Coming back now to these worries that we had at the beginning. So we have more arcs. Is it going to patient who lie on the bed for two hours? This is not the case. So, if we compare the number of MUs, you see that for single lesion, there is no difference. But, for multiple lesion, is actually Elements, we have a statistically significantly lower number of MUs. You have also to consider that the dose rate is always at the maximum. And, therefore, if we measure the treatment time between delivering, the VMAT plan, and the Elements plan is actually faster with Elements. But, of course, in this rise, I only considered the treatment time, so the time it takes to treat the plan. I don't take into account the time that you want to use your ExacTrac, for example, to check that the patient did not move. Of course, if you want to check that the patient is in the right position at every couch kick, and you have more couch kicks, these will increase your treatment time. But this is up to the clinic by how many times you want to check the patient positioning during the treatment.

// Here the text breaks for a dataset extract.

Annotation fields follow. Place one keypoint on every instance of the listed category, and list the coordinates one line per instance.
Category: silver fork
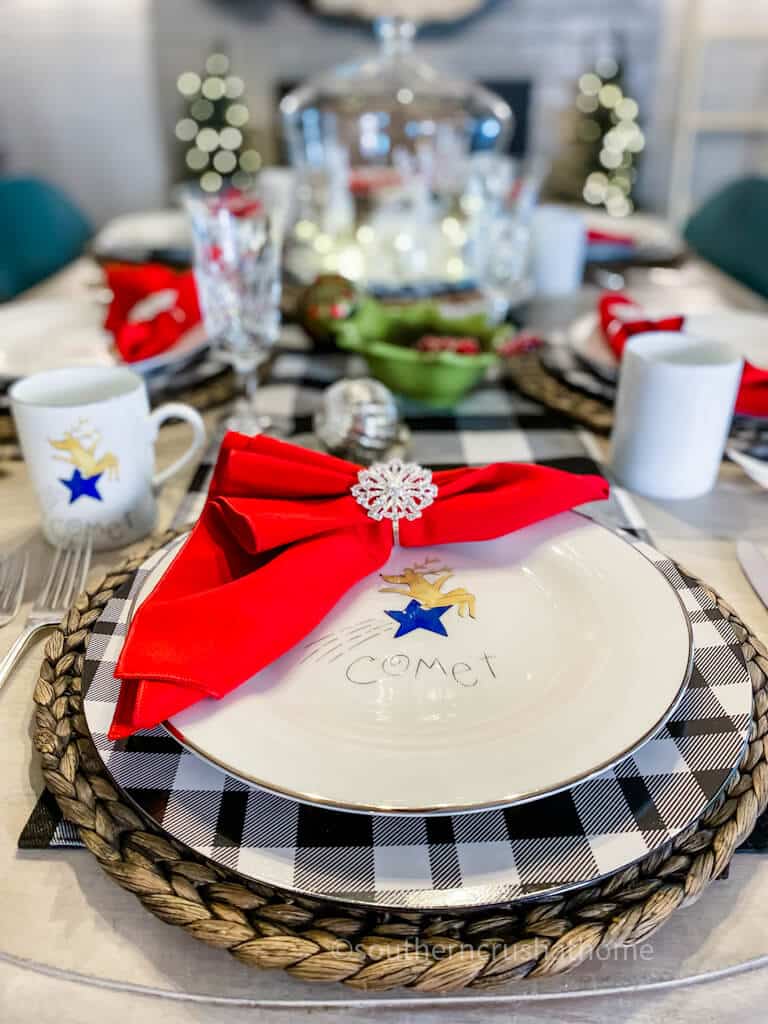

So, in conclusions, for us, Elements 2.0 was really a step forward because now it allows more flexibility to have the prescription, the inhomogenous dose prescription. It produces treatment plans which are at least as good as our previous clinical plan. But what was important for us was really that the process becomes faster and it becomes more user-friendly. And Elements is really user-friendly, and in a couple of clicks the plan is ready. And, therefore, it can help us to squeeze this time between the imaging and the treatment delivery, which is also important in these type of patients.
I would like to thank my colleagues, especially, Dr. Krayenbühl and Professor Andratschke, and all the team of Brainlab to help us achieving these results. And thank you all for your attention. And questions are afterwards.